Another innovation introduced is the obligation for Member States to develop national action plans to reduce the use and impact of pesticides, including specific measures to promote the transition towards more sustainable agricultural practices and the reduction of herbicides considered high risk. This national strategy aims to create a more coordinated and targeted approach to pesticide management, taking into account the climatic, agricultural and environmental specificities of each member country. At the same time, European legislation on pesticides has moved towards greater harmonization of rules between member states with the aim of guaranteeing uniform safety standards throughout the European Union, thus reducing differences in agricultural practices and guaranteeing fair protection of human and environmental health. This harmonized approach will also help facilitate the free movement of agricultural products within the European single market by increasing their commercial value.

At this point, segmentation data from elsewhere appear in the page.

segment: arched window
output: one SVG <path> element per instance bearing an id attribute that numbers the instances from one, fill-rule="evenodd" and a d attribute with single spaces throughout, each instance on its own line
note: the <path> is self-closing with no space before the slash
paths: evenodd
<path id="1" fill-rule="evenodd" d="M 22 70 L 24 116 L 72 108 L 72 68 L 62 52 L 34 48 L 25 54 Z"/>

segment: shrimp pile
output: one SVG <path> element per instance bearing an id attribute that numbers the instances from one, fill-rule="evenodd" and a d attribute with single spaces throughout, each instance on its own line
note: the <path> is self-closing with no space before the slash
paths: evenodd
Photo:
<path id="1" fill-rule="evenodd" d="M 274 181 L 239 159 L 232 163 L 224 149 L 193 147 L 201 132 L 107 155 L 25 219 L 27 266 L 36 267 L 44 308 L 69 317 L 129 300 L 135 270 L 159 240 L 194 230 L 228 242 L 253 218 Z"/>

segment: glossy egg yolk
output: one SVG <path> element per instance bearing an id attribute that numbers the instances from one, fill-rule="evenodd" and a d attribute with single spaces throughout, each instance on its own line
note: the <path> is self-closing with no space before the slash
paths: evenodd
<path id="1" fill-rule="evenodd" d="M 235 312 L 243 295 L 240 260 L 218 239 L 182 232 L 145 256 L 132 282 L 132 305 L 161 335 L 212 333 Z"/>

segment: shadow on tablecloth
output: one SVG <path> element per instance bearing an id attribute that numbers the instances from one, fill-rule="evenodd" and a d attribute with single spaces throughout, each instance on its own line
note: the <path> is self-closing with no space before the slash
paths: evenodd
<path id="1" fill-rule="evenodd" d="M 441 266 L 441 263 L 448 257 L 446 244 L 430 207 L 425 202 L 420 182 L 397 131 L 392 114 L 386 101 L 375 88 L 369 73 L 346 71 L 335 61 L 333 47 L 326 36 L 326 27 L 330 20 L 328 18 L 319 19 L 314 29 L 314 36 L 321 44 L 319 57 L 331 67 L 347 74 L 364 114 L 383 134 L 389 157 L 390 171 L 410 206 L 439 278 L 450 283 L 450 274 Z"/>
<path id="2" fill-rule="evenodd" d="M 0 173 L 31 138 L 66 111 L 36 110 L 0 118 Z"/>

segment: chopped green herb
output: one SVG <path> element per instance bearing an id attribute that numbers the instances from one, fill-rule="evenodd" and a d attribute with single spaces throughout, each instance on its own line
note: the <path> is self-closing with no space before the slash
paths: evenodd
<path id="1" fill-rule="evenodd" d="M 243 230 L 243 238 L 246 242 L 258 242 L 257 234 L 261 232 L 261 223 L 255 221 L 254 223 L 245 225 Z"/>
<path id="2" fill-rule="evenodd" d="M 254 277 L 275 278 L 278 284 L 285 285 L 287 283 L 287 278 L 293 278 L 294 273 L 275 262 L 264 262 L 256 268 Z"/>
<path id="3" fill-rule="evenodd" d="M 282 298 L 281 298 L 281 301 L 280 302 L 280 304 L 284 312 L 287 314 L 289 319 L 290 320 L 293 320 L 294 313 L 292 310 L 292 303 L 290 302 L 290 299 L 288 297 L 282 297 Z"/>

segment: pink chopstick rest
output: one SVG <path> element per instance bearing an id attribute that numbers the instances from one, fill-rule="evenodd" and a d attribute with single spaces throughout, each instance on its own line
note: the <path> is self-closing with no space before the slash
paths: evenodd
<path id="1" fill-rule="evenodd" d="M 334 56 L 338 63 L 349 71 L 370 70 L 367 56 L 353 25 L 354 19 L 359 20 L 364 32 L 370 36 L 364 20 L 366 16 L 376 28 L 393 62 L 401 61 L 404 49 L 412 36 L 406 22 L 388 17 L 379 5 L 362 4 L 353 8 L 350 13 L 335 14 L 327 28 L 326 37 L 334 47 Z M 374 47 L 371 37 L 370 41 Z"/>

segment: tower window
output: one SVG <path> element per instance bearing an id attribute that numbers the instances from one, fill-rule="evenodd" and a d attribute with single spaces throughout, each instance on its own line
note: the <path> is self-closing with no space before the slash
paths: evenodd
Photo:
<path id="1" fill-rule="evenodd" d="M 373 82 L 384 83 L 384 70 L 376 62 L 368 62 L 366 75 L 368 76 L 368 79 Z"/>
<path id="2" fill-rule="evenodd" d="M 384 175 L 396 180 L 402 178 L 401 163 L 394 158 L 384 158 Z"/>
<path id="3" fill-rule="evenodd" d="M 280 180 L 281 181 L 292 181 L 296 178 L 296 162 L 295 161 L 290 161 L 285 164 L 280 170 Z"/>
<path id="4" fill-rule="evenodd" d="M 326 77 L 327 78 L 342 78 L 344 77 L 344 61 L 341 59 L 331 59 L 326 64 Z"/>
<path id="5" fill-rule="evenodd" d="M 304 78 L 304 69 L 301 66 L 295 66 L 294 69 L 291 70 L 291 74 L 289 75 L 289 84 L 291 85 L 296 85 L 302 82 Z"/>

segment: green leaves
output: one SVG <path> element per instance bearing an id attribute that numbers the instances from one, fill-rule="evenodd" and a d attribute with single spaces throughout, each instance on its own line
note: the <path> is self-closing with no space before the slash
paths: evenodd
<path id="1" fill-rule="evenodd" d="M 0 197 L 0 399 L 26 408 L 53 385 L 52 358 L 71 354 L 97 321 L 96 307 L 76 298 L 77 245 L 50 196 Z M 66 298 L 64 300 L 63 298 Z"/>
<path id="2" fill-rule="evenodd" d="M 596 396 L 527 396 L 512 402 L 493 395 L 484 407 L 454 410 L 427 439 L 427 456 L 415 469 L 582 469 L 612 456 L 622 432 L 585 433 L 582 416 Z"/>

European legislation has tightened controls on food imports from third countries and those that do not comply with European pesticide standards could be subject to restrictions or bans. This measure is aimed at ensuring that all food products offered on the European market meet the same high safety standards. The new European regulations on pesticides represent a significant step towards a more sustainable and safer management of chemical substances used in agriculture. Through a greater focus on sustainability, a more in-depth risk assessment, the promotion of non-chemical alternatives, transparency and harmonization of rules, the EU is committed to ensuring that European agriculture develops responsibly, respecting the environment, human health and biological diversity. This regulatory evolution represents an important contribution to building a more sustainable and resilient agricultural future, especially for a nation with a strong agricultural economy like Italy.